E così pian piano sperimento, io testimone, i semi della creazione.

Ne vedo una sequenzialità non narrativa ma poetica, che pian piano prende forma e diventa più cosciente, un frammento dopo l’altro s’accumula materiale fragile, ma è questo che servirà alla maturazione del lavoro, ora non giudicabile: “miniature” dice Garcia, piccole potenze di sé esplodere in tanti furiosi atti. Bello è vedere la qualità al servizio di questa creazione, la sequenza asimmetrica fatta di fiammate creaturali, di apparizioni a briglia sciolta che sanno dare misura – qualora fosse possibile – di quella che sappiamo chiamare libertà.

Quel che sempre sorprende, in questi laboratori, è la connessione che si riesce a stabilire, la comunione prima umana, poi artistica, che sono poi la stessa cosa. Ed è bello vedere il fisico che si tende, le inibizioni che cadono una dietro l’altra, la cattività imbizzarrita che pian piano cresce ed esplode, corrosiva, sul palco e dentro gli interpreti. Garcia non può fare altro che ascoltare, come ci si mette a sentire un cuore che batte e non è il tuo, con l’orecchio sul petto, a scandire una vitalità che si sente propria perché simile, ma che ad altra urgenza di vita appartiene. Il suo lavoro è soltanto affiancare, contrastare la gratuità di quell’esperienza, togliere le protezioni cui d’istinto ci si riduce, individuare e nettare il confine tra l’arte e l’ostentazione.

Bello, bello essere qui, negli spazi abitati del teatro, e vedere continue nascite.

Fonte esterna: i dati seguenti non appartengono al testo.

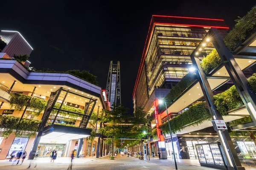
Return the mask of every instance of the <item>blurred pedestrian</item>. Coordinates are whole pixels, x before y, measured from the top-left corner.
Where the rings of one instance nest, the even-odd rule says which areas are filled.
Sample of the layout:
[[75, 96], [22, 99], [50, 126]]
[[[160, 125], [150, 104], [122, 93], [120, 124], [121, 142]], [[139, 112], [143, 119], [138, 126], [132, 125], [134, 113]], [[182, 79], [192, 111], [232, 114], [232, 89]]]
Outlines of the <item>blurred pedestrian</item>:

Bello vedere quegli equilibri cadere, la precarietà eletta a sintassi dell’anima, ossia gli elementi della lingua intima che si compongono in parole, in espressione; è così che, subito dopo aver traballato su un disequilibrio, il miracolo spinge i performer a camminare su quella strada come fosse certa e battuta: Giuseppe è un regista, non vuole fare l’attore: buona parte del terzo giorno però la passa nudo sul palco, in una performance improvvisata in cui perdeva, morendo a ogni passo, tutti i sensi delle sue costrizioni. Ed è allora che El mal camino, diventa pian piano, la strada giusta.